Play triad notes of the chord on strong beats.. on weaker beats play scale tones.. on the weakest beats play any random notes you want to lead into the other notes. Rhythm is very important to melody.


Aside from knowing your theory and understanding what notes go with what chords, the answer is in your question. Phrasing. Phrases, just like spoken language. Breathe, pause, accent, get quiet, get loud, shift rhythms. Don't just ramble through run-on sentences of notes. Learn to sing in your head or out loud as you play. Rhythm is so import and to phrasing. Especially with guitar, breathe like a horn player. After years of formal jazz study, thinking of it like spoken phrases is what broke me out of trying to always play right notes, to playing the music and making art out of it.


The jazz sound involves:

  • reharmonization of the chord progression. particularly, harmonizing with tensions, secondary dominant chords, and non-diatonic passing chords
  • hitting the basic chord tones on the strong beats (beats 1 and 3)
  • using the leading tone and other chromatic tones to approach the basic chord tone on the beat

so, to achieve this sound, you need to understand harmony and understand how to reharmonize musical passages


Some more tips from Jazzology:

Here are some notes that can be added to a chord to give a more 'jazzy' sound.

Major triad:

  • add 6th and 9th
  • add M7 and 13
  • add #11 to either of the above for extra dissonance

Minor 7th (works as ii):

  • add 9
  • add 11 and/or 13 above the 9th for extra dissonance

Minor triad (works as i):

  • add 6 and 9
  • add M7
  • add 9 and/or 13 above for extra dissonance.


  • add 9 and/or 13

Dominant 7th (works as V7):

  • add 9 and possibly 13
  • add b9 and possibly b13
  • add #11 to either of the above for extra dissonance.

Diminished 7th:

  • may add the note a whole step above any chord tone.
  • diminished chord extensions do not usually receive numbers

Half Diminished 7th:

  • add M9
  • add 11
  • add M13 for extra dissonance.

If you are talking about improvisation, every jazz musician must get to know how to get the phrases. Everybody is different.

You should know what jazz types are you. Swing, ska, blues-jazz, fusion, rock-jazz, etc, you can choose more than one, so it'll make you unique. Then you choose your favorite artists. Perhaps if you chose blues-jazz, you can pick Jimi Hendrix for blues and Count Basie for jazz, you can combine that two into you. Try to cover their songs, try to cover Jimi Hendrix's song in Count Basie's style maybe.

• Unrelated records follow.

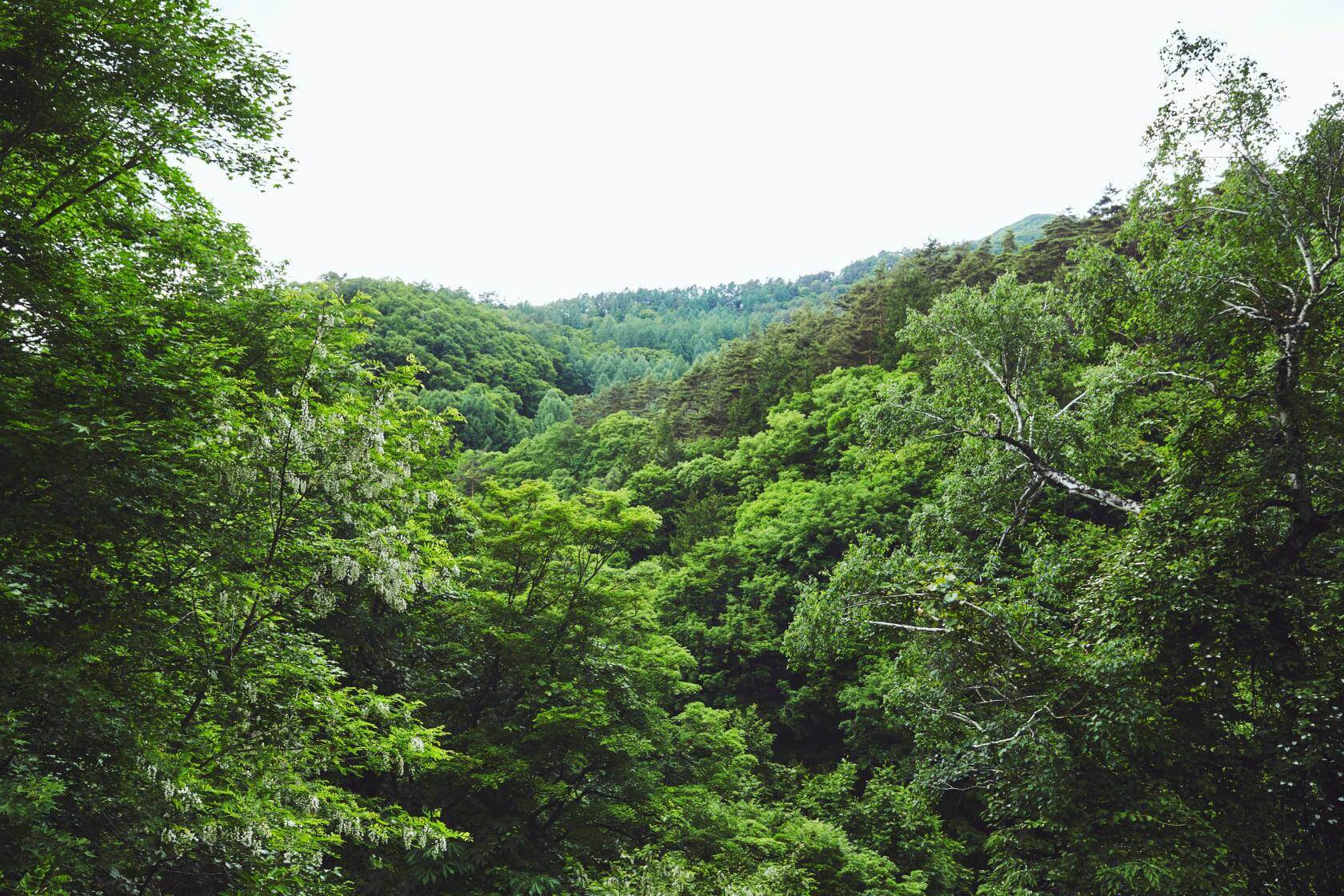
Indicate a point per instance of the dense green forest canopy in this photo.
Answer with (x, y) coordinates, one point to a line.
(1003, 567)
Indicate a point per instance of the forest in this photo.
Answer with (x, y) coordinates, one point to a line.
(998, 567)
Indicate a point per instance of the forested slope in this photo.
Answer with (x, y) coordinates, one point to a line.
(1003, 570)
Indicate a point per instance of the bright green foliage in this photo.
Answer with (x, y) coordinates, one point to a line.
(962, 571)
(1116, 617)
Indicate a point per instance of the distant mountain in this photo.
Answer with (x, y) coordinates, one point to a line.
(1025, 231)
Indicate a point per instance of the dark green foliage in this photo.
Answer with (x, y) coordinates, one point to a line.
(1002, 569)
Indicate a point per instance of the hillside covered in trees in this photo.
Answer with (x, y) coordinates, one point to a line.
(1003, 567)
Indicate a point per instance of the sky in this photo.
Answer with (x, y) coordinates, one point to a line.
(538, 150)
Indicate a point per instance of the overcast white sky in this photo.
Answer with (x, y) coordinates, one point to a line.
(543, 150)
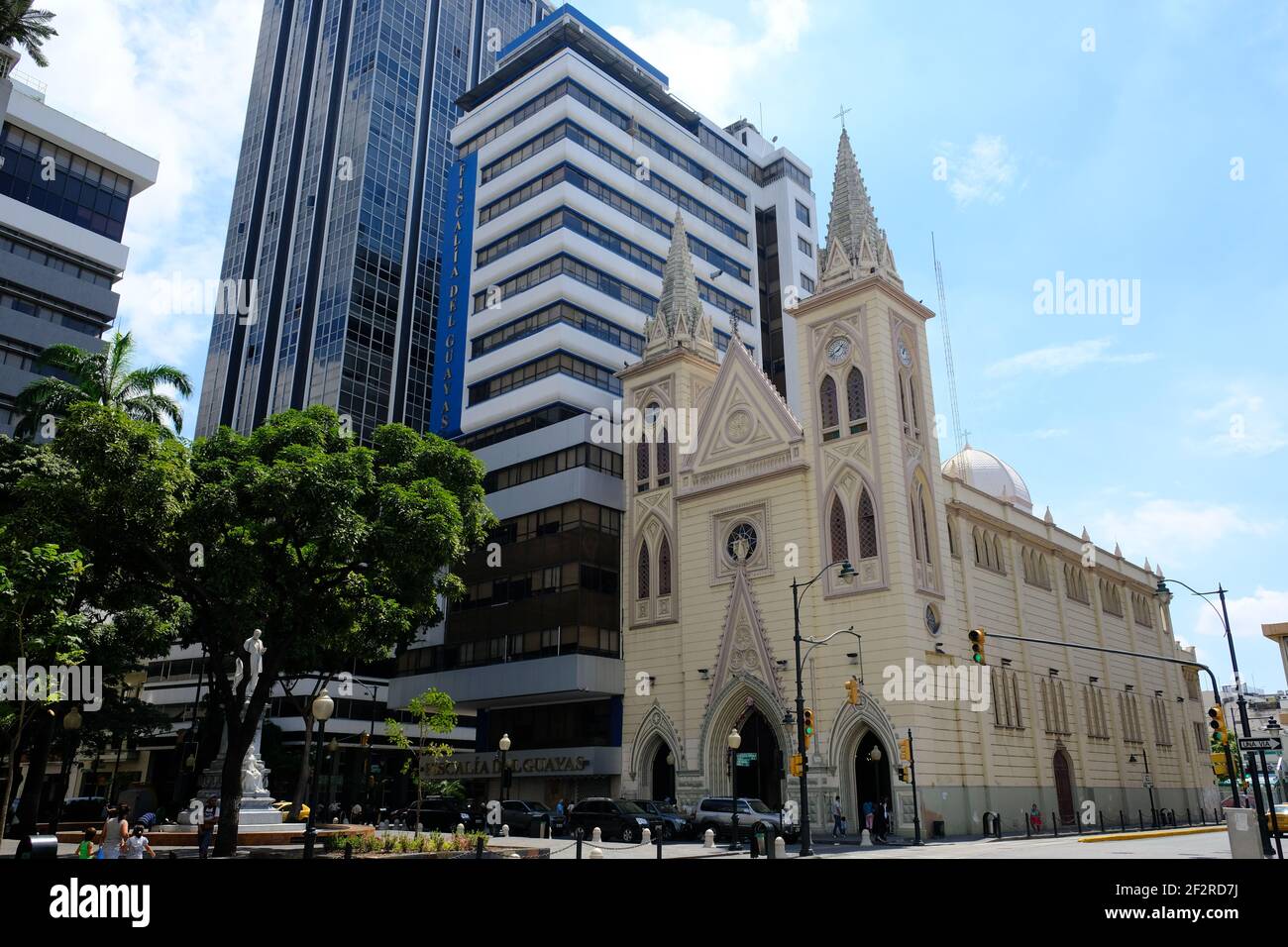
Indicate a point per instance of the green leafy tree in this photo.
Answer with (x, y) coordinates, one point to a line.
(106, 377)
(106, 491)
(333, 549)
(434, 714)
(22, 26)
(38, 622)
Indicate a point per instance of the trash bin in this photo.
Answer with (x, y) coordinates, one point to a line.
(1244, 834)
(38, 847)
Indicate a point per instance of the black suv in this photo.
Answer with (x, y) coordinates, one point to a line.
(527, 818)
(675, 823)
(437, 814)
(616, 818)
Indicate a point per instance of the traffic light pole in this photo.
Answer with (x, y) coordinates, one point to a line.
(1216, 692)
(806, 841)
(915, 802)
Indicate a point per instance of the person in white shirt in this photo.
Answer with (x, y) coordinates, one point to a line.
(137, 844)
(115, 832)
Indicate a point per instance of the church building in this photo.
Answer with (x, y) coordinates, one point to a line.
(717, 527)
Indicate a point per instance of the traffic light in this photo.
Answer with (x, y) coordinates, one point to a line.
(1216, 720)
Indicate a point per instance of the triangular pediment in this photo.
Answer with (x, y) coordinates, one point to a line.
(743, 648)
(743, 418)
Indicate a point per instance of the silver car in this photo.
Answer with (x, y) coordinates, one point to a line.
(716, 814)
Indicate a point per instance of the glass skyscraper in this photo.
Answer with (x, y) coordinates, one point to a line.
(335, 231)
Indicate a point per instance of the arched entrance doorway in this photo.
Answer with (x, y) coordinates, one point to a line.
(871, 772)
(662, 784)
(759, 763)
(1064, 787)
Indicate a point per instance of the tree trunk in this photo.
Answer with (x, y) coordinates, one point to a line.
(38, 758)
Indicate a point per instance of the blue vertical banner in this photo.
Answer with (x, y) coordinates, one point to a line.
(454, 299)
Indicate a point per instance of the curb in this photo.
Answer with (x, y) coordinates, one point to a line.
(1159, 834)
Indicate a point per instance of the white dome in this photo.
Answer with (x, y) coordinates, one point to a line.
(990, 474)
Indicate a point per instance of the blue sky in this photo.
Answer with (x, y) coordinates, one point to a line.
(1153, 149)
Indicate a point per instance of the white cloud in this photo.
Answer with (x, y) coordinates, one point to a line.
(1175, 531)
(171, 81)
(711, 60)
(1061, 360)
(1247, 423)
(984, 171)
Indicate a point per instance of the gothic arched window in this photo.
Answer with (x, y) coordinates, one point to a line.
(867, 526)
(857, 401)
(664, 567)
(642, 582)
(837, 532)
(828, 408)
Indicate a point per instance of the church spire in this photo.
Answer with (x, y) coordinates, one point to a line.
(679, 321)
(855, 245)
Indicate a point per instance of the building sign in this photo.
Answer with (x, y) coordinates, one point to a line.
(454, 299)
(478, 764)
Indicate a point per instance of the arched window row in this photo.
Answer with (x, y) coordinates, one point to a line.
(1111, 598)
(1076, 583)
(988, 551)
(1035, 569)
(855, 405)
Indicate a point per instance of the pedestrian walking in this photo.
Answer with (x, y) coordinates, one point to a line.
(137, 844)
(115, 831)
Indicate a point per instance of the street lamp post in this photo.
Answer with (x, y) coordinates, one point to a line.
(72, 722)
(1164, 592)
(322, 709)
(505, 774)
(798, 590)
(1149, 785)
(734, 742)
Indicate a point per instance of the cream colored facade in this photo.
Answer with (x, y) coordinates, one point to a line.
(708, 618)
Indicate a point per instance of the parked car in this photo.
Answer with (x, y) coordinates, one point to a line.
(436, 814)
(527, 818)
(616, 818)
(716, 814)
(675, 823)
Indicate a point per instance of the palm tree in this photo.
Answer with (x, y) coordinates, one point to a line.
(22, 26)
(104, 377)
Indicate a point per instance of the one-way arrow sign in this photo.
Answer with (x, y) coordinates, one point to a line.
(1261, 744)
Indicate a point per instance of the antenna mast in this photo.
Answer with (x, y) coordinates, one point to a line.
(948, 350)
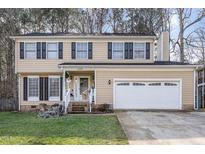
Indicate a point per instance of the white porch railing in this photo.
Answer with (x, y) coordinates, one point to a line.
(91, 98)
(67, 100)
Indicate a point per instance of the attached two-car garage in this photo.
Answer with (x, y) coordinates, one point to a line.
(147, 94)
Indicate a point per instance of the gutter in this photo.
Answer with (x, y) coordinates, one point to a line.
(127, 66)
(77, 37)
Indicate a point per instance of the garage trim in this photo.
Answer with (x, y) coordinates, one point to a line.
(148, 79)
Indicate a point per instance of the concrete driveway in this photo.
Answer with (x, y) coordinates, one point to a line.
(144, 127)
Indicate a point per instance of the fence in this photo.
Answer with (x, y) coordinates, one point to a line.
(8, 104)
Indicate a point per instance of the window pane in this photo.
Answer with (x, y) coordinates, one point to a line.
(117, 46)
(30, 50)
(52, 50)
(118, 50)
(81, 51)
(139, 50)
(33, 87)
(52, 55)
(117, 55)
(30, 46)
(30, 55)
(82, 46)
(52, 46)
(54, 87)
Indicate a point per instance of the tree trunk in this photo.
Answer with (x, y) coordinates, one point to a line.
(181, 35)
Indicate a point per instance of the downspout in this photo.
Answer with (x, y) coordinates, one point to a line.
(19, 91)
(196, 105)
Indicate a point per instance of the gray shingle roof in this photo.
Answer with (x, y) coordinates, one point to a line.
(89, 34)
(155, 63)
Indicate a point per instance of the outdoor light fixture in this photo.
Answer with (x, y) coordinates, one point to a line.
(109, 82)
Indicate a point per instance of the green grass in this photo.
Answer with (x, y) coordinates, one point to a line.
(27, 128)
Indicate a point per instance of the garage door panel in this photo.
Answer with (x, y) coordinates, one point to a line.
(147, 97)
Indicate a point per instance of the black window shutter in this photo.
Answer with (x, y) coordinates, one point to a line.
(109, 50)
(25, 88)
(130, 50)
(43, 50)
(73, 50)
(41, 88)
(126, 50)
(147, 50)
(46, 88)
(21, 50)
(90, 50)
(38, 48)
(60, 50)
(61, 88)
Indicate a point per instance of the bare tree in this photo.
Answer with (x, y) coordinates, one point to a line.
(185, 23)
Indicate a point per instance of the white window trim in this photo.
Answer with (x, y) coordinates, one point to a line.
(32, 98)
(76, 50)
(25, 57)
(180, 80)
(47, 50)
(144, 51)
(49, 97)
(123, 50)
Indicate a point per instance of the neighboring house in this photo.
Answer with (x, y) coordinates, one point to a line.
(116, 69)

I'm a rock-jazz guitarist, sometimes I do bend my string, shred, sweep-picking in my acoustic guitar while playing jazz. You can try that.

About how you improvise, you can remember one of your favorite artist's licks, you may insert that lick on another song that you're playing with. Jazz improvise/phrases is about the player's mood, taste, time, articulation (if the players shred, he/she won't stop talking in real life). You can be different at day and night. Maybe at night, you're calm, smooth, but at the day, you're shredding all the time. Instead of shredding all the time, a guitarist that I don't remember said: "Improvisation is just like speaking, you need to breath, you need to put your emotion in your instrument.".

Maybe that's enough to answer this and inspire you.


Reharmonization of the chord progression so as to provide different target tones for your improvisation. That's what it boils down to. I recommend you learn reharmonization techniques.